"Here's to the crazy ones. The misfits. The rebels. The troublemakers. The round pegs in the square hole. The ones who see things differently. They're not fond of rules. And they have no respect for the status quo. You can quote them, disagree with them, glorify or vilify them. About the only thing you can't do is ignore them. Because they change things. They push the human race forward. And while some may see them as the crazy ones, we see genius. Because the people who are crazy enough to think they can change the world, are the ones who do."
Apple Computer Inc.
Lelucon, banyulan, komedi, dan sejenisnya, bagi sebagian besar kita, barangkali adalah pemantik tawa yang kita nikmati bersama, meski pada saat yang bersamaan para pemain berlaku diskriminatif berbasis tubuh.

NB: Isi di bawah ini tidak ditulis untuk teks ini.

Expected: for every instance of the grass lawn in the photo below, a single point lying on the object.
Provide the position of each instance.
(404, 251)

Diskriminasi lelucon berbasis tubuh memang berbeda dengan beberapa diskriminasi berbasis gender, ras, ekonomi, politik dan sebagainya. Dalam diskriminasi lelucon perbedaan tubuh ganteng-jelek, cantik-buruk rupa, sebagai dasar dalam diskriminasi, lebih sebagai sebuah pemantik tawa. Tubuh, dalam lelucon ini, dijadikan sebagai bahan sekaligus arena yang bersifat merendahkan lawan main.

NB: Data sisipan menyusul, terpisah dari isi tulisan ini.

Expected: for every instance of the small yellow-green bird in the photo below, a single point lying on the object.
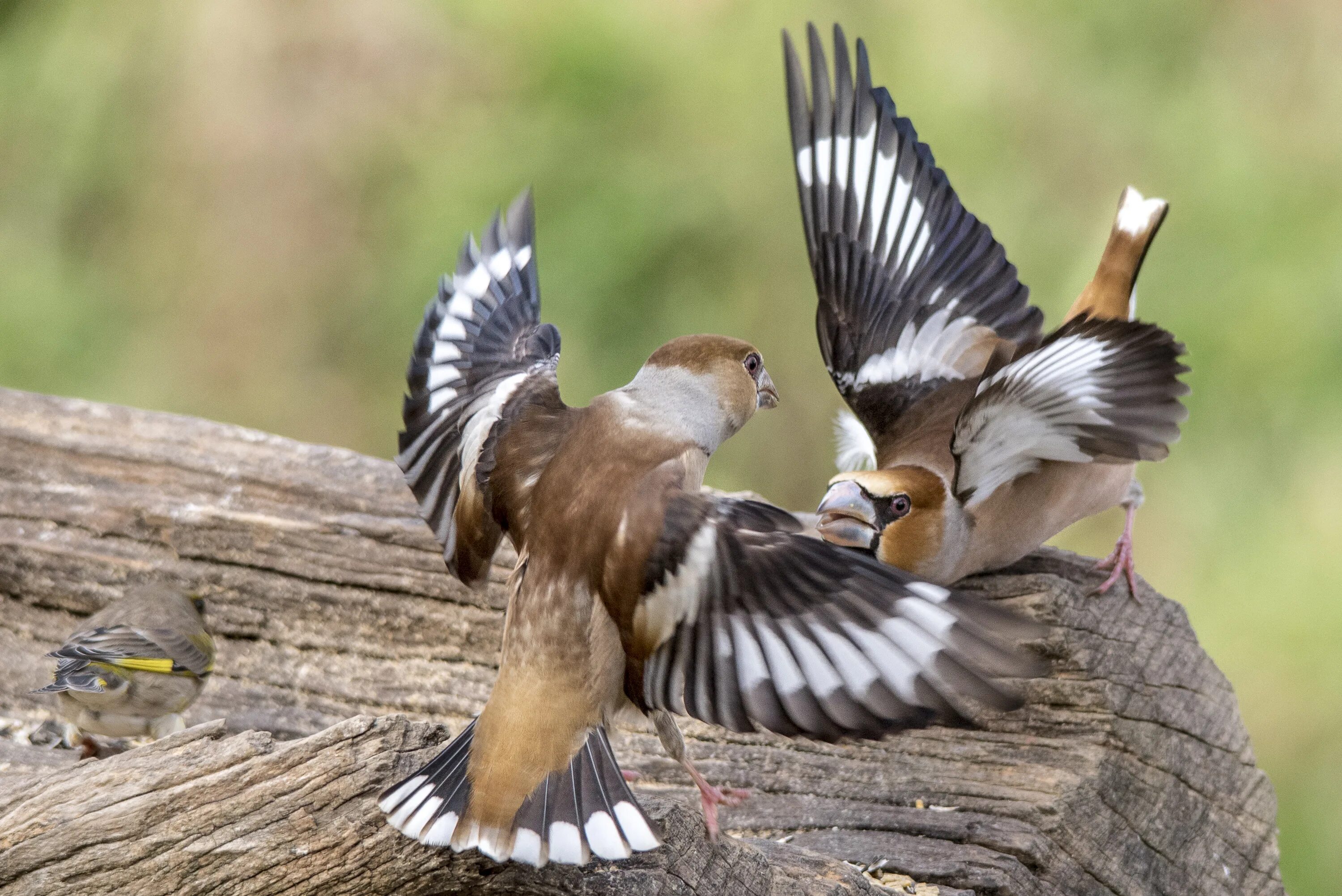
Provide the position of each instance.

Hal ini bisa kita lihat pada beberapa acara televisi swasta yang menyiarkan tayangan komedi (situasi). Sepanjang pengamatan saya pada beberapa tayangan komedi tersebut banyak terjadi pendiskreminasian pada pemain yang memiliki tubuh tidak proporsional untuk ukuran masyarakat umumnya: muka kotak, hidung tidak mancung, gigi tidak rapi dan “menonjol”, kulit tidak putih atau kecoklatan dan kehitam-hitaman, badan tidak tinggi, yang mengarah pada paras ketidaktampanan. Bisa dibilang sebentuk tubuh yang sangat “Indonesia”.
Biasanya pemain yang buruk rupa akan menjadi objek bulan-bulan dan bahan olok-olokan, dari lawan main yang lebih tampan atau lebih cantik seperti “muka lu kayak monyet!” , “mana ada cewek/cowok yang mau sama lu, muka babak belur en ancur kayak gitu!” dan seterusnya. Biasanya ucapan dibarengi tindakan pemukulan fisik atau pengambilan gambar close up pada bagian muka yang diejek. Bahkan sering pemain yang buruk rupa tidak mendapatkan pelayanan yang selayaknya dan keberadaannya dianggap tidak ada.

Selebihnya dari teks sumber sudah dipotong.